A pesquisa científica nas universidades brasileiras
Enviada em 27/03/2021
O Brasil pode explodir
Na obra alemã “Dark”, da distribuidora “Netflix”, o mau uso dos recursos científicos ocasiona uma explosão nuclear que põe fim ao mundo. Decerto, embora seja uma obra ficcional, o seriado expõe as consequências advindas da utilização errada da ciência. Tal realidade, ainda que hiperbólica, vai ao encontro da pesquisa científica nas universidades brasileiras que, mesmo acarretando muitos benefícios à nação, ainda é desmotivada por meio de cortes de verba.

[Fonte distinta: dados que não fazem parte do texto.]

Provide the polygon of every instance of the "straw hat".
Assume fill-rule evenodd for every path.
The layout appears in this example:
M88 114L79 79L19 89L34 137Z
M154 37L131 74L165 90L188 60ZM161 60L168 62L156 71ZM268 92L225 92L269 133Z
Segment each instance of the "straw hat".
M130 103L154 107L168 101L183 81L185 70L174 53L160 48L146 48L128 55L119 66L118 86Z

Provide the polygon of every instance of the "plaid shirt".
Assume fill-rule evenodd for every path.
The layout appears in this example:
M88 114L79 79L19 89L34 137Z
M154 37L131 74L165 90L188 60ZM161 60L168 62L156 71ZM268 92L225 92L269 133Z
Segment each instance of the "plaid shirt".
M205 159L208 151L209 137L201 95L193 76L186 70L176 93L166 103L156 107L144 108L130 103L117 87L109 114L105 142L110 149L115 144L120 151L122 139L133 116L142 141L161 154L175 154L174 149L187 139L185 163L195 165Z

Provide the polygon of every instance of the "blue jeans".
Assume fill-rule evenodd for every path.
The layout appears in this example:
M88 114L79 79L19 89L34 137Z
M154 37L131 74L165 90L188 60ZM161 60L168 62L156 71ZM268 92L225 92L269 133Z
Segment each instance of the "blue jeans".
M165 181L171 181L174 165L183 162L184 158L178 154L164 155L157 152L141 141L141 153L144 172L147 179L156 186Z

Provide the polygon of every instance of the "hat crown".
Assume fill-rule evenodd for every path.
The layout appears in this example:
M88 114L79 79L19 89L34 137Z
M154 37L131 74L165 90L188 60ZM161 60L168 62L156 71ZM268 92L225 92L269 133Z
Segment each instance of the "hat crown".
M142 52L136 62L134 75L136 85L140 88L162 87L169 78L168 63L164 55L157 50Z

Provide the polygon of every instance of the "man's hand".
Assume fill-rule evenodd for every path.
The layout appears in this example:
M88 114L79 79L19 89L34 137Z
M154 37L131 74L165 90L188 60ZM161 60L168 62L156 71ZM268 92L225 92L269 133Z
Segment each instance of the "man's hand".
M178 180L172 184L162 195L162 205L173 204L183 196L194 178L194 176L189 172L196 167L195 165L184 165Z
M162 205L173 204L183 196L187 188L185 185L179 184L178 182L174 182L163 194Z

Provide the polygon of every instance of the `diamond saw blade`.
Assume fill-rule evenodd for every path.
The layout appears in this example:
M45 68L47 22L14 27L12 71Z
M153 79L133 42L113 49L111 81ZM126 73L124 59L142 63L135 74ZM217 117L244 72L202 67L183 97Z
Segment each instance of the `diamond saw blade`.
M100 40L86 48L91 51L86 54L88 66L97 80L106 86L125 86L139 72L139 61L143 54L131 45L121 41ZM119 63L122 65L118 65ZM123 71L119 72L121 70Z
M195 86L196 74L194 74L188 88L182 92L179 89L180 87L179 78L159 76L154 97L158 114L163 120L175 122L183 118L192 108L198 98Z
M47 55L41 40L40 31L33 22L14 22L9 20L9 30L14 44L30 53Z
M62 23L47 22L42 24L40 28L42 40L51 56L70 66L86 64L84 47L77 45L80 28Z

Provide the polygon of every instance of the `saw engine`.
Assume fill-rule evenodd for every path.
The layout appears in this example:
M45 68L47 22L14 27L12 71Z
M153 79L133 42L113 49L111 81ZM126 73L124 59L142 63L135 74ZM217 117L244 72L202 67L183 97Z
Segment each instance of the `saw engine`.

Em primeira análise, pontua-se sobre como o correto uso das atividades acadêmicas favorece a sociedade. Baseando-se nos resultados brasileiros durante a pandemia, é possível perceber o papel fundamental da ciência. Prova disso, é a reportagem veiculada no portal “G1” que demonstra a criação de uma vacina completamente nacional e que funciona no combate ao vírus, desenvolvida na Faculdade de Medicina de Ribeirão Preto - FMRP. Dessa forma, é perceptível que as pesquisas científicas nas universidades brasileiras são essenciais para o bem-estar da população.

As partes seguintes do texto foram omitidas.